Siria, Putin abbandona Assad

Il Cremlino toglie l'appoggio a Damasco. Si aprono nuovi scenari internazionali, non necessariamente pacifici

Siria, Putin abbandona Assad

Per oltre mezzo secolo un mantra dei conflitti nel Medio Oriente é stato: “Senza l’Egitto non si può fare la guerra (a Israele) e senza la Siria non si può fare la pace”. Ma questo mantra (piuttosto discutibile) é ancora valido ora che la Russia ha abbandonato il presidente Assad dopo averlo sostenuto per 18 mesi nel mare di sangue di una guerra civile?

Le ragioni del sostegno di Mosca sono note: tradizionale ambizione russa di accesso al Mediterraneo; importanza stategica delle basi navali russe di Tartus e Latakia; protezione degli interessi economici e degli investimenti russi in Siria assieme alle migliaie di tecnici, insegnanti, residenti russi da anni installati in quel paese; rancore per il mancato rispetto occidentale degli impegni presi assieme ai russi nel confronti di Gheddafi.

Per Putin la perdita del controllo sulla Siria rappresenta uno scacco politico e di prestigio notevole reso ancora più grave dalla rigidità diplomatica moscovita di tipo sovietico nei mesi scorsi che è stata alimentata dalla speranza che Assad riuscisse a piegare la rivolta. Lo sviluppo della rivolta, il suo carattere sempre più islamico, rendono ora difficile la creazione di un governo nazionale “laico” senza Assad a Damasco come auspicato dal Cremlino. Si tratta però anche di una “patata bollente” lasciata nelle mani dell’Occidente e della Turchia. La lunga guerra civile, l’odio creato dall’uccisione di oltre 40 mila persone, lo sradicamento di una massa di 150 mila profughi in Turchia, Giordania , la distruzione di infrastutture in una economia già debole, l’assenza di accordo interno e soprattutto di personalità nazionalmente riconosciute alla guida della rivolta, rendono più probabile il caos e la trasformazione della guerra civile in guerra religiosa piuttosto che il raggiungimento rapido di una intesa e la fine delle violenze.

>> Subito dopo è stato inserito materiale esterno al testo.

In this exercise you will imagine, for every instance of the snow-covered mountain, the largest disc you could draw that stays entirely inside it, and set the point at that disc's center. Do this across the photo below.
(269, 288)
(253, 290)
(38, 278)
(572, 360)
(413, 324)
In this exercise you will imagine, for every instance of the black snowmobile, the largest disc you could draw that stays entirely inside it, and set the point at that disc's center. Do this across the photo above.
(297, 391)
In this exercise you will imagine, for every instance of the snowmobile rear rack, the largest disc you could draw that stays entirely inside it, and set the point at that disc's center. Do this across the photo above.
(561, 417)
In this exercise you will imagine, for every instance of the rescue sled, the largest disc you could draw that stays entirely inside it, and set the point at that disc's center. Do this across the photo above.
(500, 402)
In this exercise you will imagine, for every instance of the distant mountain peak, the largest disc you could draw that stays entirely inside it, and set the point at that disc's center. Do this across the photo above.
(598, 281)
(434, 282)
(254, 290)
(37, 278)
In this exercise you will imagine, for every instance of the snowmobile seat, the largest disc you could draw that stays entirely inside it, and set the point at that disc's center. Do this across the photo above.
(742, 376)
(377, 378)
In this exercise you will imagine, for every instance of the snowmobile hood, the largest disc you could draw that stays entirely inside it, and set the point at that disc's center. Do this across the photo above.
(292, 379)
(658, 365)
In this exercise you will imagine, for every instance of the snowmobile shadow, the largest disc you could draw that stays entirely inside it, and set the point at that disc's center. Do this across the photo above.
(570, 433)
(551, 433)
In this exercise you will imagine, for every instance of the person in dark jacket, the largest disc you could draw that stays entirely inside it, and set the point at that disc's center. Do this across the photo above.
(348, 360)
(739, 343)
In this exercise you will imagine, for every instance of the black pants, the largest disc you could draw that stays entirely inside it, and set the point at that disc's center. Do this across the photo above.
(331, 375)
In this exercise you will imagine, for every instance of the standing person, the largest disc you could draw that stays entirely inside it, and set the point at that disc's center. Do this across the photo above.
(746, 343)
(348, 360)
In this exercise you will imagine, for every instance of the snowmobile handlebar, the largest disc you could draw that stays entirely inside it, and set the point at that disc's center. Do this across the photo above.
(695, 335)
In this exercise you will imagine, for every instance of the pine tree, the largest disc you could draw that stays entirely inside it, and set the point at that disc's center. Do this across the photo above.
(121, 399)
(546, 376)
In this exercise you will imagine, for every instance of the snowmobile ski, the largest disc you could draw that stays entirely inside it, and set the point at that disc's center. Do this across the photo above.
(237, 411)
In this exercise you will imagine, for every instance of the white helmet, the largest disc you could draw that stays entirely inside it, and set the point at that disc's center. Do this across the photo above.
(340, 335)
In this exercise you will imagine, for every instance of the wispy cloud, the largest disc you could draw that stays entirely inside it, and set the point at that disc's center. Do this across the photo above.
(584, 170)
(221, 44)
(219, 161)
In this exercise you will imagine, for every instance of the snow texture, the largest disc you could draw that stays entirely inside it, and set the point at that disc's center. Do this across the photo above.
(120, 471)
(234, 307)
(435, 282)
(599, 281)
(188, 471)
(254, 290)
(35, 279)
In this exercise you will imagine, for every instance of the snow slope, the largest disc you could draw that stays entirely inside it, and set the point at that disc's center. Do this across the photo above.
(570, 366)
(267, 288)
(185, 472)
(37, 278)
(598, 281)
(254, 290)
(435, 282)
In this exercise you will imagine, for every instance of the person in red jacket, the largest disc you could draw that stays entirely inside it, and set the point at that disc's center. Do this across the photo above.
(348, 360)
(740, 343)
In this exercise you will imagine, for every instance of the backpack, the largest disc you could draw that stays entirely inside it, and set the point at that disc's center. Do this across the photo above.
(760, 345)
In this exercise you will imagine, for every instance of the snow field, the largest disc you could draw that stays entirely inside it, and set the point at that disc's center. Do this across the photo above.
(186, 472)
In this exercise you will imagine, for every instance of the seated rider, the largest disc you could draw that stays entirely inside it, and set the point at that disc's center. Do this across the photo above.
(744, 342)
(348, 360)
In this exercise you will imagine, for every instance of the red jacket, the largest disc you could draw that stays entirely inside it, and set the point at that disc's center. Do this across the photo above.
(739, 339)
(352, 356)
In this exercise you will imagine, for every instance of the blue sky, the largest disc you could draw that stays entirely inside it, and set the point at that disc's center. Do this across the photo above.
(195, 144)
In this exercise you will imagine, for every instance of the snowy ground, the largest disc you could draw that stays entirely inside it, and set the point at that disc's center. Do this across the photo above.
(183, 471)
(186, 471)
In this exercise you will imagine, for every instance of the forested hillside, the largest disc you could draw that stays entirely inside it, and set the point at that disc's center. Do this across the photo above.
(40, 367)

A questo si aggiunge un altro problema: quello di un possibile intervento di forze straniere (sia pure sotto l’egida delle Nazioni Unite) per evitare lo straripamento oltre frontiera di violenze etniche da parte di gruppi situati a cavallo delle frontiere stesse, in particolare il gruppo curdo che già si organizza a “nazione” indipendente lungo il confine turco e i cristiani e drusi nei pressi del Libano. Difficilmente Mosca si terrebbe fuori da un intervento straniero in Siria , senza contare la reazione dell’Iran (che ha già inviato suoi consiglieri militaria Damasco ).

La storia non si ripete. Ma ci sono aspetti nell’attuale crisi siriana che fanno pensare a quella spagnola degli anni ‘30 del secolo passato.

E come la crisi spagnola che non poté essere risolta se non dopo radicali cambiamenti di regimi e un nuovo assetto europeo dopo la Seconda Guerra Mondiale, così - con tutte le differenze del caso – la crisi siriana non potrà essere risolta senza un assestamento nuovo dell’intero Medio Oriente.